SFPrompt: Communication-Efficient Split Federated Fine-Tuning for Large Pre-Trained Models over Resource-Limited Devices
Linxiao Cao, Yifei Zhu, Wei Gong
TL;DR
SFPrompt tackles the problem of privately fine-tuning large pre-trained models on resource-limited devices by combining split learning with federated learning. It partitions the model into head $W_h$, body $W_b$, and tail $W_t$, placing $W_C=[W_h,W_t]$ on clients and $W_S=W_b$ on the server, and introduces learnable prompts $p$ alongside a three-phase training process that includes local-loss updates and dataset pruning. The key contributions are the introduction of a dynamic client-server partitioning strategy, prompt-based fine-tuning, and an EL2N-driven data pruning mechanism that collectively reduce communication and computation while preserving privacy. Empirical results on ViT-based vision tasks show SFPrompt achieves competitive accuracy with substantially lower local FLOPs (about 0.46% of FL) and much less communication (roughly 0.47× for ViT-base and 0.19× for ViT-Large) compared with full federated fine-tuning and other baselines, highlighting its practicality for privacy-constrained, resource-limited deployments.
Abstract
Large pre-trained models have exhibited remarkable achievements across various domains. The substantial training costs associated with these models have led to wide studies of fine-tuning for effectively harnessing their capabilities in solving downstream tasks. Yet, conventional fine-tuning approaches become infeasible when the model lacks access to downstream data due to privacy concerns. Naively integrating fine-tuning approaches with the emerging federated learning frameworks incurs substantial communication overhead and exerts high demand on local computing resources, making it impractical for common resource-limited devices.

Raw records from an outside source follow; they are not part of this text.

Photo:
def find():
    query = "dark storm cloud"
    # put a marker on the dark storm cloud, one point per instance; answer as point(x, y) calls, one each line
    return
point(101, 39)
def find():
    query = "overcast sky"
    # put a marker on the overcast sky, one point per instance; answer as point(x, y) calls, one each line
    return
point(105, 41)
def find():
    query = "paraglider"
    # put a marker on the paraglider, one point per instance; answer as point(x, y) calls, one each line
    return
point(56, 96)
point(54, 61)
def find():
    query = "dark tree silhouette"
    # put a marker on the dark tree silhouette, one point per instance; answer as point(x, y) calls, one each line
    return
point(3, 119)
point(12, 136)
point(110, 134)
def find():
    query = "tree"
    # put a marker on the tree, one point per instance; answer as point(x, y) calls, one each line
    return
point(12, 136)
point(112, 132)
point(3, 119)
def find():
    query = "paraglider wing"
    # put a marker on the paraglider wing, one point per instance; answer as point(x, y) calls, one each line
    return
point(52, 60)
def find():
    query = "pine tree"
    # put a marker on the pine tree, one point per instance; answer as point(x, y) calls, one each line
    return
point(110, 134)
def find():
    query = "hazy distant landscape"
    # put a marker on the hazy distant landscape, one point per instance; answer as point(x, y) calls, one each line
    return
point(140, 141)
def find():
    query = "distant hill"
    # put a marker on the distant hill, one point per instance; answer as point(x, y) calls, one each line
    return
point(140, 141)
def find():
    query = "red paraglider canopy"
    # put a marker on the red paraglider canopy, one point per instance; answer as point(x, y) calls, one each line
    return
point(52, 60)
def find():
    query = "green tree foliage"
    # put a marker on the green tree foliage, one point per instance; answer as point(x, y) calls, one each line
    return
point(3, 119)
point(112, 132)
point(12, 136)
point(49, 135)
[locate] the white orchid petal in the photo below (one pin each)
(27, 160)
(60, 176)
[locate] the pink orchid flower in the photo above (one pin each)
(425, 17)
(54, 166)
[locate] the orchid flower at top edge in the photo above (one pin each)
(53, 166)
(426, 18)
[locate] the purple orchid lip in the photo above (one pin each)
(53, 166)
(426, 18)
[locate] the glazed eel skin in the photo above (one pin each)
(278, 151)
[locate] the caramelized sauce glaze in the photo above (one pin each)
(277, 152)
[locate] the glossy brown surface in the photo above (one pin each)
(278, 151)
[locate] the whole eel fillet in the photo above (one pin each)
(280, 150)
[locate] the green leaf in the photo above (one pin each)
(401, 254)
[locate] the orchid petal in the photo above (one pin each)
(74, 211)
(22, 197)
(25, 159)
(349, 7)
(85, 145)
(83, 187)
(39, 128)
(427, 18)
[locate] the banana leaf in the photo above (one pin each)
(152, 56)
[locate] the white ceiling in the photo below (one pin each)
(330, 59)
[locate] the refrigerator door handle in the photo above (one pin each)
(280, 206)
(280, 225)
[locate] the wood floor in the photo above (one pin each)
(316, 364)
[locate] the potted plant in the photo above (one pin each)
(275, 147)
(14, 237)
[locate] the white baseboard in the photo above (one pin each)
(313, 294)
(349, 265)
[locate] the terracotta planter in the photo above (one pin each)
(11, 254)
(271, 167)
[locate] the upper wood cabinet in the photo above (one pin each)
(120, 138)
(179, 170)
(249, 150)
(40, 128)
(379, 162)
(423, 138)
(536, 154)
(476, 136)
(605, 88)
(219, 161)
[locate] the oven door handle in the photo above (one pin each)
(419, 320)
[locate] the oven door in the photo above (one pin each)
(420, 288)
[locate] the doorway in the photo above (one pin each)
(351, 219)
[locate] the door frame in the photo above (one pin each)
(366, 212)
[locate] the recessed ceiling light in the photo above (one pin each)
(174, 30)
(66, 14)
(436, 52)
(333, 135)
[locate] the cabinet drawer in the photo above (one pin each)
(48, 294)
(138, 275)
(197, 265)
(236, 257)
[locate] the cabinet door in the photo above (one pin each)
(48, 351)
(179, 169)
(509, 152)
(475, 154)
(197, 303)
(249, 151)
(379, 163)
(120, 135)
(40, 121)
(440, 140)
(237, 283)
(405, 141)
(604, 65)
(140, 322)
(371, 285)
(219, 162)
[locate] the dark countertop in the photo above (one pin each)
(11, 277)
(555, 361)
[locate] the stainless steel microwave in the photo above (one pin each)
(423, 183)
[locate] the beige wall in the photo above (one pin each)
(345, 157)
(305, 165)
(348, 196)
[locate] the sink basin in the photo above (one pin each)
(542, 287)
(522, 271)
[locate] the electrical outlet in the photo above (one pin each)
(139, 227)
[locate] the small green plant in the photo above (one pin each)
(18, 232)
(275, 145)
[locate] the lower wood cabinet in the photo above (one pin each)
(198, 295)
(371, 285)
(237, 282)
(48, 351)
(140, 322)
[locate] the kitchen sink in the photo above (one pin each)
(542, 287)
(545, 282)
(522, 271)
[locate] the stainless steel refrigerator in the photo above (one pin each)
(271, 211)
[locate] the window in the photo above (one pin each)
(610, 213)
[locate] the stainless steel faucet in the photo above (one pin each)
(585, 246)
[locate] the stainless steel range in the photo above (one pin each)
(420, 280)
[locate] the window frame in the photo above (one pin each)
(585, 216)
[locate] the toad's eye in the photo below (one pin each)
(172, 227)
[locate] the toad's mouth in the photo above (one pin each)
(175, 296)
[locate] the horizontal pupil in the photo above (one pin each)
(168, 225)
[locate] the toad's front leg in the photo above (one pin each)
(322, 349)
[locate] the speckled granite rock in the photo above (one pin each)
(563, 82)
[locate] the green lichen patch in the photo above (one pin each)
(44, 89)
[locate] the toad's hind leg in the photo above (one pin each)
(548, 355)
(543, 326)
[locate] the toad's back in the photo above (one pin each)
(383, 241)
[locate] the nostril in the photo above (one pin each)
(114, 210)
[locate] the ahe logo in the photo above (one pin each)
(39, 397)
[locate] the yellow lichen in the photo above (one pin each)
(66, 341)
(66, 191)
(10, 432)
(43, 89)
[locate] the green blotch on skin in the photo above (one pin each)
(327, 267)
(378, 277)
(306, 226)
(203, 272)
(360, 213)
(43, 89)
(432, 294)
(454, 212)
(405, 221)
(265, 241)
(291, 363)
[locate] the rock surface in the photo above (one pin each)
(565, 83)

In this paper, we introduce SFPrompt, an innovative privacy-preserving fine-tuning method tailored for the federated setting where direct uploading of raw data is prohibited and local devices are resource-constrained to run a complete pre-trained model. In essence, SFPrompt judiciously combines split learning with federated learning to handle these challenges. Specifically, the pre-trained model is first partitioned into client and server components, thereby streamlining the client-side model and substantially alleviating computational demands on local resources. SFPrompt then introduces soft prompts into the federated model to enhance the fine-tuning performance. To further reduce communication costs, a novel dataset pruning algorithm and a local-loss update strategy are devised during the fine-tuning process. Extensive experiments demonstrate that SFPrompt delivers competitive performance as the federated full fine-tuning approach while consuming a mere 0.46% of local computing resources and incurring 53% less communication cost.